Utah Code Ann. § 59-2-1321 (2000). We think it clear, both from our prior decisions and from the statutory scheme as a whole, that the scope of this statute is relatively narrow.
¶ 10 Section 59-2-1321 must first be understood in relation to another statutory provision, section 59-2-1327, which allows a taxpayer to bring an action in district court to recover a tax or any portion thereof that the taxpayer claims is unlawful and has paid under protest. Utah Code Ann. § 59-2-1327 (2000). The pay-under-protest requirement is in accord with the common law rule; a tax paid under protest is the equivalent of a tax paid under duress or compulsion and therefore may be recovered by the taxpayer if a court agrees that the tax was unlawfully collected.
¶ 11 In the Neilson case, this court compared the predecessors to the current sections 59-2-1321 and 59-2-1327. 123 P. at 336-38. There, the court explained that “[t]he taxes mentioned in [Comp. Laws 1907,] section [2642, the predecessor to section 59-2-1321,] are such only which it is clear the county had no authority to collect, and, in case they are collected, has no legal right to retain them.” Id. at 338. The Neilson court distinguished section 2642 from section 2684, the predecessor to the current Utah Code section 59-2-1327, by noting that section 2642 allows a taxpayer to obtain a refund without having paid under protest and without going to court. “[T]he illegality of the tax is absolutely assumed,” and only if the county refuses to provide the refund must the taxpayer go to district court to appeal the decision.3 Id. at 338, 123 P. 334. The court considered it “easy to perceive why payment under protest is required for taxes specified under section 2684, and why none is required for those mentioned in section 2642,” evidently because it regarded section 2642 as covering only those instances where the payment “more than once” or “erroneously or illegally” collected is a “matter of record in the county treasurer's office.” Id. at 338. In such a situation, where the county treasurer has the information necessary to make the determination at hand, the county commissioners need only receive some form of notification from the taxpayer to be “as well prepared to look into the matter as they would be by the filing of a more formal claim against the county” in court. Id.

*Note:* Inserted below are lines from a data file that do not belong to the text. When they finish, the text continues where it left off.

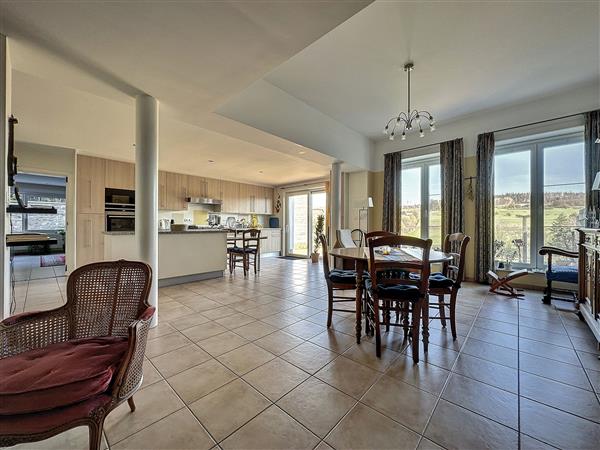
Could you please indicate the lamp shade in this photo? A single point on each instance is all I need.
(596, 185)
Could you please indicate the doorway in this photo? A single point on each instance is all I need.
(303, 209)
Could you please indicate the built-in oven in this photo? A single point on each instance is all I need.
(119, 208)
(120, 221)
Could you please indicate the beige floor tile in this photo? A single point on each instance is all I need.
(272, 429)
(454, 427)
(557, 428)
(222, 343)
(425, 376)
(279, 342)
(152, 404)
(491, 402)
(497, 375)
(334, 341)
(179, 431)
(204, 331)
(246, 358)
(348, 376)
(200, 380)
(364, 353)
(255, 330)
(165, 344)
(228, 408)
(309, 357)
(316, 405)
(402, 402)
(276, 378)
(365, 428)
(573, 400)
(179, 360)
(73, 439)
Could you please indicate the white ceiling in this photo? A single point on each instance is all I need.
(469, 56)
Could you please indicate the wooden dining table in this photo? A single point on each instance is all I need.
(360, 257)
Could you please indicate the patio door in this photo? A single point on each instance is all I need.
(303, 210)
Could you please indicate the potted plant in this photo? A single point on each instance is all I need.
(314, 256)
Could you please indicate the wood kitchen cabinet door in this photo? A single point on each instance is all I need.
(90, 238)
(213, 188)
(231, 196)
(196, 186)
(176, 189)
(90, 184)
(120, 175)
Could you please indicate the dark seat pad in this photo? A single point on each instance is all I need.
(59, 374)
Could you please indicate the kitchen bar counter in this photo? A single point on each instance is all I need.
(183, 256)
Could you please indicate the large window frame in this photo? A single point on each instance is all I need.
(536, 147)
(424, 164)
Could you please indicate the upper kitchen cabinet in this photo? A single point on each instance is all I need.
(213, 188)
(90, 184)
(197, 187)
(230, 196)
(176, 191)
(120, 175)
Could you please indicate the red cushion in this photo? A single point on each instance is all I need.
(59, 374)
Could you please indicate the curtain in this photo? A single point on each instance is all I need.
(453, 211)
(484, 206)
(592, 158)
(391, 191)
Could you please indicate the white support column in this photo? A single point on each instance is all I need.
(146, 188)
(336, 199)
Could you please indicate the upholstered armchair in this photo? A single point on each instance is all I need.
(565, 274)
(71, 366)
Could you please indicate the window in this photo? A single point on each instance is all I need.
(421, 213)
(539, 197)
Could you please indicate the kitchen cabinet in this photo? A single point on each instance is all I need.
(230, 197)
(90, 238)
(90, 184)
(197, 186)
(176, 191)
(119, 175)
(213, 188)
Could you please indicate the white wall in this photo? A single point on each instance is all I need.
(5, 109)
(573, 101)
(48, 160)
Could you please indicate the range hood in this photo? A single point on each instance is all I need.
(209, 204)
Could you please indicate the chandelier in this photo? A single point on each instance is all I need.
(410, 119)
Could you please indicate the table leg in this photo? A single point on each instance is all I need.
(360, 267)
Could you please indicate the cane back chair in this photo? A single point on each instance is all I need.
(106, 300)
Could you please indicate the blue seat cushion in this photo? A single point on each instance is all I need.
(344, 276)
(566, 274)
(394, 291)
(436, 280)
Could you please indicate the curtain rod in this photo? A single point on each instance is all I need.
(495, 131)
(538, 122)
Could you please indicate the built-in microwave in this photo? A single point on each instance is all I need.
(120, 221)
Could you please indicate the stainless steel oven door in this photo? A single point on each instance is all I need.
(120, 222)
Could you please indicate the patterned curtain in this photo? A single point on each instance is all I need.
(391, 192)
(484, 206)
(592, 157)
(453, 210)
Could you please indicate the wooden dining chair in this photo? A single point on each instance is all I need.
(389, 288)
(249, 252)
(337, 280)
(448, 281)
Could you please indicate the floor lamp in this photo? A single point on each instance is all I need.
(365, 208)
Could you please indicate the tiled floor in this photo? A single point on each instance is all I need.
(248, 364)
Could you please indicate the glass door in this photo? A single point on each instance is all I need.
(303, 211)
(298, 242)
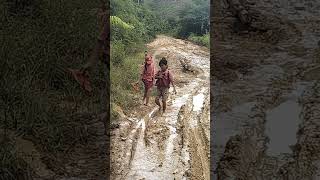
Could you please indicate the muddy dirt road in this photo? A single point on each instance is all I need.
(265, 90)
(175, 145)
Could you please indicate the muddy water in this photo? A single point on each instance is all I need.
(282, 125)
(274, 84)
(164, 149)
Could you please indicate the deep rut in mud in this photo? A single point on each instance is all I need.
(175, 145)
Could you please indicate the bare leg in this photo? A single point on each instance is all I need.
(145, 95)
(148, 96)
(158, 103)
(164, 104)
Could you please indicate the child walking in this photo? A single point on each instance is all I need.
(164, 79)
(147, 77)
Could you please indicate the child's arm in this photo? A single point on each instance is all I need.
(172, 82)
(158, 76)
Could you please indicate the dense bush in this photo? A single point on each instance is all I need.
(39, 41)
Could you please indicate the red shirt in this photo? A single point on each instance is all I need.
(166, 79)
(148, 69)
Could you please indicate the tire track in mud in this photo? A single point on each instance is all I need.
(176, 145)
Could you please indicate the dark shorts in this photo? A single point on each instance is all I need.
(163, 92)
(147, 84)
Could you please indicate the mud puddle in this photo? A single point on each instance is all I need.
(282, 125)
(160, 144)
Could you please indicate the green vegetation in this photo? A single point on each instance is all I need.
(135, 23)
(38, 97)
(203, 40)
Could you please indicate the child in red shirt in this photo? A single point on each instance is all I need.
(147, 77)
(164, 79)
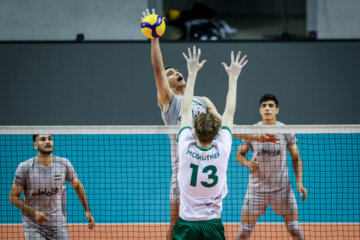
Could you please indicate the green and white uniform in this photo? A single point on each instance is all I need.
(270, 184)
(44, 190)
(202, 181)
(202, 175)
(173, 117)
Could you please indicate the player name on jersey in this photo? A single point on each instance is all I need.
(204, 158)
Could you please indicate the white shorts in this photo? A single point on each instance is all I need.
(282, 202)
(45, 233)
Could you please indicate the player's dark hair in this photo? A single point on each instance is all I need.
(206, 127)
(269, 97)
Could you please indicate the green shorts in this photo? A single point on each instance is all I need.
(198, 230)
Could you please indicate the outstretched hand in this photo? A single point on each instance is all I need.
(90, 220)
(147, 13)
(302, 191)
(236, 65)
(192, 60)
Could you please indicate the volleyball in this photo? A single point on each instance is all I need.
(152, 26)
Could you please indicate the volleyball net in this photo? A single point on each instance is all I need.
(126, 171)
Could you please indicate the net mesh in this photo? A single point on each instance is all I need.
(126, 171)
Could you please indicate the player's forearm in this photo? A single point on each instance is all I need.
(298, 169)
(19, 203)
(81, 193)
(186, 117)
(156, 55)
(231, 99)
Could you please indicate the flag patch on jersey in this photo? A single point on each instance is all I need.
(57, 177)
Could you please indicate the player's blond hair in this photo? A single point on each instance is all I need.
(206, 127)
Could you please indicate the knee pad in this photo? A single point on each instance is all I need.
(294, 229)
(245, 231)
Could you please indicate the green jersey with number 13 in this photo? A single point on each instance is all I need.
(202, 175)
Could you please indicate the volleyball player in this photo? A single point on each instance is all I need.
(42, 179)
(268, 181)
(203, 161)
(171, 85)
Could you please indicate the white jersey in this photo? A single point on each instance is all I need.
(44, 189)
(272, 175)
(173, 117)
(202, 175)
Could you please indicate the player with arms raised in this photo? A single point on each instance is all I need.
(203, 161)
(268, 181)
(170, 85)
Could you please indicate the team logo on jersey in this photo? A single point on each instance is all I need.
(57, 177)
(269, 152)
(46, 192)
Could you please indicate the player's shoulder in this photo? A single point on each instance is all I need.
(61, 160)
(27, 163)
(279, 123)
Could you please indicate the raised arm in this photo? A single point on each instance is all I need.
(193, 67)
(233, 72)
(164, 93)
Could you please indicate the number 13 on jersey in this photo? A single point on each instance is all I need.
(209, 170)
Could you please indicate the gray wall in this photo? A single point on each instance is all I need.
(112, 83)
(63, 20)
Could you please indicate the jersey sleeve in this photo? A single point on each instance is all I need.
(70, 174)
(20, 175)
(170, 117)
(185, 138)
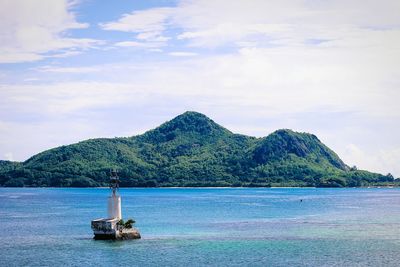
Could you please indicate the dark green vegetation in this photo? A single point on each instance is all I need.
(191, 150)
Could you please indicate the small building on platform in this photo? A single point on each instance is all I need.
(112, 228)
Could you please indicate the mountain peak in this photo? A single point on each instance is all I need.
(189, 122)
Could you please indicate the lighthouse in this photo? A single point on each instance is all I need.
(113, 227)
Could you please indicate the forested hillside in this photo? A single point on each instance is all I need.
(190, 150)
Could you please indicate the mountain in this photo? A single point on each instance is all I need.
(190, 150)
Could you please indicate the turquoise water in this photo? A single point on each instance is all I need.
(204, 227)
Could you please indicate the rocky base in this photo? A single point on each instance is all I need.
(124, 234)
(128, 234)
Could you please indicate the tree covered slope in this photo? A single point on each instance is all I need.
(190, 150)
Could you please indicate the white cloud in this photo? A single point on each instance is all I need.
(148, 24)
(182, 54)
(30, 29)
(140, 44)
(67, 69)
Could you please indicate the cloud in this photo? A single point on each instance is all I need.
(140, 44)
(67, 69)
(148, 24)
(258, 23)
(182, 54)
(31, 29)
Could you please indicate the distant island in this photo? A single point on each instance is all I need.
(188, 151)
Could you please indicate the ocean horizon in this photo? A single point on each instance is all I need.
(204, 227)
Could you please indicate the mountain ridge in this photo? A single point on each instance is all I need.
(190, 150)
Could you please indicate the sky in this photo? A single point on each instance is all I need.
(71, 70)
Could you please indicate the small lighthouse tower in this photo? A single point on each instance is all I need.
(114, 201)
(113, 227)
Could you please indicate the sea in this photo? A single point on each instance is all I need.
(204, 227)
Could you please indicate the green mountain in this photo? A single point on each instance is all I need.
(190, 150)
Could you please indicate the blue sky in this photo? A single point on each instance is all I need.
(73, 70)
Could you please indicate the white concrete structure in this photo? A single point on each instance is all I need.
(114, 206)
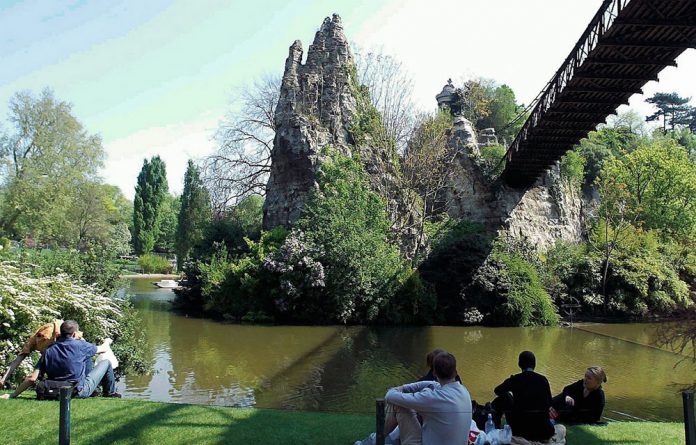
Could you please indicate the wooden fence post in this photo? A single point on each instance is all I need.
(379, 425)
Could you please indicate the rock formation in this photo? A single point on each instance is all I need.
(317, 107)
(314, 109)
(540, 215)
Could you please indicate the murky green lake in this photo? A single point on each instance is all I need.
(343, 369)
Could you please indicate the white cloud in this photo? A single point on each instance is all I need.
(175, 144)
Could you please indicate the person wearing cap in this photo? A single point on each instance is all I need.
(42, 338)
(525, 399)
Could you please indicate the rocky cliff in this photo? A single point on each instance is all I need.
(320, 104)
(541, 215)
(314, 109)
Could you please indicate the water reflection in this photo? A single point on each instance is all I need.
(329, 368)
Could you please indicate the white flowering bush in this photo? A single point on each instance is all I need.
(27, 302)
(300, 274)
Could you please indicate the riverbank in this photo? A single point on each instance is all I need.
(98, 421)
(164, 276)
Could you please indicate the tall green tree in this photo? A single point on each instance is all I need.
(672, 109)
(48, 164)
(150, 192)
(194, 213)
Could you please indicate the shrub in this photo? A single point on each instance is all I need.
(94, 266)
(155, 264)
(507, 289)
(27, 302)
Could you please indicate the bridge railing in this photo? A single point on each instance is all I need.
(600, 23)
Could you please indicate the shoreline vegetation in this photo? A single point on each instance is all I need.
(97, 421)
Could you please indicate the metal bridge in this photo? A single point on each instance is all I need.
(627, 43)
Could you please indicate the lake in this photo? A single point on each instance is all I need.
(344, 368)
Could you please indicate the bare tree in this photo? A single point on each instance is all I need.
(241, 165)
(427, 169)
(391, 89)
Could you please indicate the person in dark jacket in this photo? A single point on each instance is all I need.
(582, 401)
(525, 399)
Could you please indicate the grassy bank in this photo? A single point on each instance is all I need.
(99, 421)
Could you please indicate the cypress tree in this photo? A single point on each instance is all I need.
(149, 194)
(194, 213)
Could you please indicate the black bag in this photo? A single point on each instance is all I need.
(50, 389)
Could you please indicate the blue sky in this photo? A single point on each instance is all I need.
(155, 77)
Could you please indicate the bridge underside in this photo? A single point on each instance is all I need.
(627, 44)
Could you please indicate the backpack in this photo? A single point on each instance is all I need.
(50, 389)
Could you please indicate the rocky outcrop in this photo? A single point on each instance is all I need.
(540, 215)
(319, 104)
(315, 108)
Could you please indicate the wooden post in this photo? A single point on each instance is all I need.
(689, 420)
(379, 426)
(64, 426)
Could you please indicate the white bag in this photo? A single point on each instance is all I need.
(108, 355)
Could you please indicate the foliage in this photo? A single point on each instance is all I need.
(427, 169)
(508, 290)
(458, 249)
(194, 213)
(48, 166)
(154, 264)
(672, 109)
(243, 221)
(572, 275)
(572, 167)
(94, 266)
(346, 230)
(26, 302)
(238, 287)
(488, 105)
(150, 192)
(239, 168)
(660, 183)
(642, 277)
(603, 144)
(169, 213)
(390, 88)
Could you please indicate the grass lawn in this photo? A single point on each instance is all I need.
(114, 421)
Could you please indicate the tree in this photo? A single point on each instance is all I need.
(169, 213)
(391, 89)
(672, 109)
(194, 213)
(427, 169)
(150, 192)
(43, 162)
(241, 165)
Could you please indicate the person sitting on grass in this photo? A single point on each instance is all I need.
(525, 399)
(66, 360)
(444, 407)
(44, 337)
(582, 401)
(429, 376)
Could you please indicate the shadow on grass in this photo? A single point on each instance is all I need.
(159, 423)
(581, 436)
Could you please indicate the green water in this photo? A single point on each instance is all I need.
(343, 369)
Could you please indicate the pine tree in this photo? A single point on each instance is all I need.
(194, 213)
(150, 191)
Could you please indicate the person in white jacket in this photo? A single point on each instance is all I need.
(444, 407)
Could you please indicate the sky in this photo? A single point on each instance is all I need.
(156, 77)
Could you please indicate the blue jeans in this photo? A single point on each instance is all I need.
(102, 373)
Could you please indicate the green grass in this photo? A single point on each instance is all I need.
(114, 421)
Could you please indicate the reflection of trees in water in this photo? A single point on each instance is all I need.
(348, 373)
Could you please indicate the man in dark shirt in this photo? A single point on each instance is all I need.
(525, 399)
(66, 360)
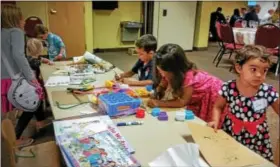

¶ 12 Thus, in order for a taxpayer to receive a refund under section 59-2-1321, as interpreted by Neilson, the taxpayer must be able to point to a specific double payment, error or illegality that is readily apparent from county records. If the illegality is in dispute, the taxpayer must first pay under protest before he has standing to challenge the tax in court under section 59-2-1327.
¶ 13 Our later cases follow Neilson's construction. In CIG Exploration, Inc. v. Utah State Tax Commission, 897 P.2d 1214, 1216 (Utah 1995), we held that taxpayers were not entitled to a refund under section 59-2-1321 when they paid property taxes “on the basis of a valuation that was correct as of a given January 1st,” even when a subsequent federal agency decision reduced a property's revenue, making the original valuation inaccurate. Such an occurrence, we reasoned, did not constitute a tax “erroneously or illegally collected within the meaning of section 59-2-1321.” Id. In support of our decision in CIG, we cited Shea v. State Tax Commission, 101 Utah 209, 120 P.2d 274 (1941), which “[r]eject[ed] the plaintiff's contention that any collection under a statute later declared unconstitutional is a collection ‘through error.’ ” CIG, 897 P.2d at 1216.
¶ 14 Other provisions in the Property Tax Act also support our view of section 59-2-1321 as providing for taxpayer refunds only in limited circumstances. The legislative scheme clearly contemplates that the primary vehicle for challenging property tax assessments is the administrative appeals process laid out in section 59-2-1004. A taxpayer may initiate this process by filing an application to the County Board of Equalization within thirty days of notice of valuation. Utah Code Ann. § 59-2-1004(1)(a) (2000). The board then holds a public hearing in accordance with section 59-2-1001 and renders a decision as to whether the property's valuation is correct. Id. The taxpayer may appeal the board's decision to the State Tax Commission. Id. § 59-2-1004(4). Judicial review of commission decisions is provided for under sections 59-1-601 to -610 (governing review of formal adjudicative proceedings).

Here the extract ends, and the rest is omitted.